Step 4: Organisational implications
In addition to your business strategy, the outputs of this work will also have implications for your organisation. Establishing changes to both your ‘hard’ organisation – structures, systems and processes – and your ‘soft’ organisation – skills and capabilities, leadership style and communication and engagement – will be required, both to deliver the revised strategy effectively, but also to operate effectively in a post-COVID world.
This is also a good point to understand how you wish to evolve the organisation’s role in its communities and, if appropriate, to reset the company’s corporate social responsibility agenda.
Step 5: Implement, review and refresh
The final step of this process is really the first for the wider organisation: it is to get going. Creating a clear communication and engagement plan and establishing a governance and performance management systems that can operate through the uncertainty and turbulence are both critical steps.
It is essential that you move at pace, but you must also ensure that you keep all your teams updated on progress and changes in the plan. As a result, you should:
- Establish a series of focused 90-day plans for each initiative, with clear outputs, KPIs and milestones;
- Build a wider corporate scorecard, based on your scenario analysis, that enables you to understand both the performance of the business as well as the evolution of the wider environment. That way, you can determine which of your scenarios is emerging as a ‘winner’;
- Review progress regularly (at least two-weekly), so that you can shift focus, priorities and resources depending on external conditions and internal performance; and
- Be prepared to update this work if circumstances materially change. Staying on top of what is happening in your markets is critical to plotting a course through the crisis and delivering the best possible results for your customers, your people and your business.

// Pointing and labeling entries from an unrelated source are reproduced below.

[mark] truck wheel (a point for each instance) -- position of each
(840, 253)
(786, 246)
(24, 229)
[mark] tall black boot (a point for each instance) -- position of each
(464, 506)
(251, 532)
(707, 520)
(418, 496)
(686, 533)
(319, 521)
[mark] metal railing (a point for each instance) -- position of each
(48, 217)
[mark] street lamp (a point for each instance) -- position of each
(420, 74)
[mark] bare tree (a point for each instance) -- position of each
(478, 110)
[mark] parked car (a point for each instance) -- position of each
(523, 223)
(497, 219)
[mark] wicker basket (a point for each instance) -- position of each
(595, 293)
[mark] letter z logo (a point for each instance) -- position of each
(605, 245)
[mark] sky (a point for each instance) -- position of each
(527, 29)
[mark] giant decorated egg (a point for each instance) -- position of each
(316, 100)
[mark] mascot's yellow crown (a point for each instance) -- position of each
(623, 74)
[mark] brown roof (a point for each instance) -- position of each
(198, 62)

The COVID-19 virus has created a level of business and societal change and uncertainty that exceeds anything most of us have ever experienced. Your initial priority is, of course, to keep your people and the business safe in the short term. But the winners in the post-crisis world will be those that were also able to sense, develop and deliver a longer-term plan.
These five steps offer you a road map to win both through and beyond the crisis, enabling your business to get ahead of the emerging economic emergency and deliver market-leading results over the next few years.